Challenge of Humans with Wild-type Salmonella enterica Serovar Typhi Elicits Changes in the Activation and Homing Characteristics of Mucosal-Associated Invariant T Cells

Abstract

Gastrointestinal infections by Salmonella enterica serovar Typhi (S. Typhi) are rare in industrialized countries. However, they remain a major public health problem in the developing world with an estimated 26.9 million new cases annually and significant mortality when untreated. Recently, we provided the first direct evidence that CD8⁺ MAIT cells are activated and have the potential to kill cells exposed to S. Typhi, and that these responses are dependent on bacterial load. However, MAIT cell kinetics and function during bacterial infections in humans remain largely unknown. In this study, we characterize the human CD8⁺ MAIT cell immune response to S. Typhi infection in subjects participating in a challenge clinical trial who received a low- or high dose of wild-type S. Typhi. We define the kinetics of CD8⁺ MAIT cells as well as their levels of activation, proliferation, exhaustion/apoptosis, and homing potential. Regardless of the dose, in volunteers resistant to infection (NoTD), the levels of CD8⁺ MAIT cells after S. Typhi challenge fluctuated around their baseline values (day 0).

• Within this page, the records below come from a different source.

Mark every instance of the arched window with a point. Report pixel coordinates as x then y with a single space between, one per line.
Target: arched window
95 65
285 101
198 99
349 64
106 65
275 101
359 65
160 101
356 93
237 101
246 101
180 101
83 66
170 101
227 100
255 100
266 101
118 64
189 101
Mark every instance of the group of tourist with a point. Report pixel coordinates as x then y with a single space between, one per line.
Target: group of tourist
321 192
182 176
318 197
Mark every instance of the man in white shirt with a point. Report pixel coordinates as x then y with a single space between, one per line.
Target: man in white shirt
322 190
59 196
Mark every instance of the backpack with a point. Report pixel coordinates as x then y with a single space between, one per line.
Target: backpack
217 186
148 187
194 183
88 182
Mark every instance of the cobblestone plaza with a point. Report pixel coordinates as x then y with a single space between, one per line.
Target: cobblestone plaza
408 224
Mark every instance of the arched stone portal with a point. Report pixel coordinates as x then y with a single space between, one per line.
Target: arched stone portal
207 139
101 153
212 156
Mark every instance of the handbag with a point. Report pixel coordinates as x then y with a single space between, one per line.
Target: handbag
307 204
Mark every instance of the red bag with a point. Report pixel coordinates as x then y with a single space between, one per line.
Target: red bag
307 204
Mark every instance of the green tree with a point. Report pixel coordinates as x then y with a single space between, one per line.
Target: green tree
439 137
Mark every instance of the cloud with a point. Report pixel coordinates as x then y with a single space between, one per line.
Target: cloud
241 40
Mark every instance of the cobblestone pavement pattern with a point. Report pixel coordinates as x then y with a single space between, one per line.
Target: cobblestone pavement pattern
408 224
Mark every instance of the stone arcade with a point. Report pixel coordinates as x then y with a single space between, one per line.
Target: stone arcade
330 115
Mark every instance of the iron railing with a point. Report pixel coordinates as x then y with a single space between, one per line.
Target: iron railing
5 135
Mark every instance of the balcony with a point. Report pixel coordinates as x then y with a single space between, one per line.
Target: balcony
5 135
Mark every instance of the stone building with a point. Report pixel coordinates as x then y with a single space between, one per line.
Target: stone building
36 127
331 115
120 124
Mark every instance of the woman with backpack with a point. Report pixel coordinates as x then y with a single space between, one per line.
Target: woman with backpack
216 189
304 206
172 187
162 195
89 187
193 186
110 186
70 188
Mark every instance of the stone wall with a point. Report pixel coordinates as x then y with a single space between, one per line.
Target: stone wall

In contrast, volunteers susceptible to the development of typhoid disease (TD) exhibited a sharp decline in circulating MAIT cells during the development of typhoid fever. Interestingly, MAIT cells from low-dose TD volunteers had higher levels of CD38 coexpressing CCR9, CCR6, and Ki67 during the development of typhoid fever than high-dose TD volunteers. No substantial perturbations on the levels of these markers were observed in NoTD volunteers irrespective of the dose. In sum, we describe, for the first time, that exposure to an enteric bacterium, in this case S. Typhi, results in changes in MAIT cell activation, proliferation, and homing characteristics, suggesting that MAIT cells are an important component of the human host response to bacterial infection.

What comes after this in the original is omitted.